New research from Cushman & Wakefield says you’re not imagining things.
“Innovations in materials handling technology have created a demand for higher clear height in warehouses and distribution centers — specifically from e-commerce occupiers who want the latest generation of logistics space,” says Ben Conwell, senior managing director & e-commerce practice leader, Americas, for Cushman & Wakefield. His colleague Jason Tolliver, head of Logistics & Industrial Research, Americas, agrees.
“The growth of e-commerce will continue to drive distribution center design, including ceiling height,” says Tolliver. “It remains the case that for many traditional warehouse occupiers, higher clear height and modern functionality are not as critical to success. But for occupiers competing in an omni-channel world, building functionality can be the difference between success and failure, bankruptcy or profit. As a result, commercial real estate and its attributes will increasingly be viewed as strategic assets driving revenue growth, not a cost center detracting from it.”
“While Amazon was an early demander and adapter in enlarging the cubic space of industrial assets, they aren’t the only company taking advantage of the additional space,” Conwell says. “Companies from Wayfair to Walmart are all specifying larger, taller buildings to increase cube and throughput.”
We shouldn’t expect that trend to just continue, however.
“Right now, fire and life safety regulations and associated costs have defined a general upper limit in building heights,” Conwell says. “It is possible to create additional cubic space, but the cost step-up is more than linear. For speculative development, we see 40 feet generally staying the upper limit, at least for the time being. If history is any indication, as the technology continues to advance, that number will certainly rise.”
Cushman & Wakefield Report Highlights
Over the past 20 years, the average rentable building area (RBA) for newly delivered warehouse product has increased by 60 percent nationally to an average of 268,000 sq. ft. (24,897 sq. m) today. The desire to optimize cubage has also resulted in buildings growing taller, with subtleties existing by size segment.
Twenty years ago, the average clear height for a new warehouse was 25 ft. (7.6 m.). Today, in newly constructed product larger than 300,000 sq. ft. (27,870 sq. m.), 32 ft. (9.7 m.) is typical. In mega-sized buildings, 36 ft. (11 m.) is common, with clear heights rising past 40 ft. (12.2 m.) in some cases.
Many traditional industrial tenants do not require higher clear height for pallet positioning, but the clear design trend is to raise the roof to 32 ft. or higher to garner the interest of a larger pool of occupiers. Since 1997, the largest concentration of taller building construction has occurred in distribution-intense markets like the Inland Empire, the Pennsylvania I-81/I-78 Distribution Corridor, Chicago, Atlanta, New Jersey, Dallas/Ft. Worth, Cincinnati, Columbus, Baltimore, and Kansas City, among others.

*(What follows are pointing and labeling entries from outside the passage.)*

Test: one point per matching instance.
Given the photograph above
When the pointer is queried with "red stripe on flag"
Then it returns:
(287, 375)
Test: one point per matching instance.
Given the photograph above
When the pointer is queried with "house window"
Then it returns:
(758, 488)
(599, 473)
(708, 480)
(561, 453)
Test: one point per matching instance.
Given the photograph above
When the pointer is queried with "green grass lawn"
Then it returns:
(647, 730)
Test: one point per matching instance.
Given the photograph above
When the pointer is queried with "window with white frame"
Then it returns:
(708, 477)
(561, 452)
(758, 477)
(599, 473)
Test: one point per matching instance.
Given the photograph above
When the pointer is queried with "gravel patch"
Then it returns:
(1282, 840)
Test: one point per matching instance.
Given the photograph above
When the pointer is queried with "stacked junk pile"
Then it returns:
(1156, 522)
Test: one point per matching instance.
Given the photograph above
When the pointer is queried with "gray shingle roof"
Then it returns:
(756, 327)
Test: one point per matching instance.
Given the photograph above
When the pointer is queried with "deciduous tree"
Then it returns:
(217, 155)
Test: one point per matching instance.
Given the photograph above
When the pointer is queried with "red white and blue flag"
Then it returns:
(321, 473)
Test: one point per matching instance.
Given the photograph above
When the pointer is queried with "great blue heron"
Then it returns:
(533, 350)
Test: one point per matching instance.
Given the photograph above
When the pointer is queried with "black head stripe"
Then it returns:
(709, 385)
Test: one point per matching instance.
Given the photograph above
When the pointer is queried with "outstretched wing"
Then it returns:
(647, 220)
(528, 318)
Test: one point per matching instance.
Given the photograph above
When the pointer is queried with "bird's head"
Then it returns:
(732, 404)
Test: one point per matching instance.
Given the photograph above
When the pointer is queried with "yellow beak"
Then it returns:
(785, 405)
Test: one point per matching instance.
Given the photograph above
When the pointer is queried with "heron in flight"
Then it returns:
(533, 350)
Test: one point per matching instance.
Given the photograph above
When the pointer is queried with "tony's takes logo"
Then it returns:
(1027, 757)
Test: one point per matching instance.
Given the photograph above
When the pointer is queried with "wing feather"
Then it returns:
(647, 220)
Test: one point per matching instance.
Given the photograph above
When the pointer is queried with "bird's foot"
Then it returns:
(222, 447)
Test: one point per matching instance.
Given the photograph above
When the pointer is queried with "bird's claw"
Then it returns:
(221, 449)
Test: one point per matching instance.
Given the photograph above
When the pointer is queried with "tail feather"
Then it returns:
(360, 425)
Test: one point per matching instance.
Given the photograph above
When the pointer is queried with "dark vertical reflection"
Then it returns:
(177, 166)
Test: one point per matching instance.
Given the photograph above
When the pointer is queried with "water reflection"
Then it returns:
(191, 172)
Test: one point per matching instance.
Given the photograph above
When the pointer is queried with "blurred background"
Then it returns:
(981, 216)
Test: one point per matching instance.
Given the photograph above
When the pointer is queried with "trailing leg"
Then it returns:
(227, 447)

For developers, there is a tradeoff between the need for optimal clear height inside and the desire to minimize a building’s overall height-associated costs. Three of the primary cost drivers are slab, structure and fire protection.
As clear height exceeds 32 ft., the flatness of the slab surface itself may require tighter specification to ensure the stability of the rack. Column spacing often must be increased to accommodate the larger forklifts needed to reach the taller pallet positions, and if exterior walls are load bearing, they will likely get thicker. Fire protection systems may need to be upgraded. And if storage height exceeds 40 ft., in-rack sprinklers might be required which can increase costs during tenant rollover if they must be removed for the next occupant.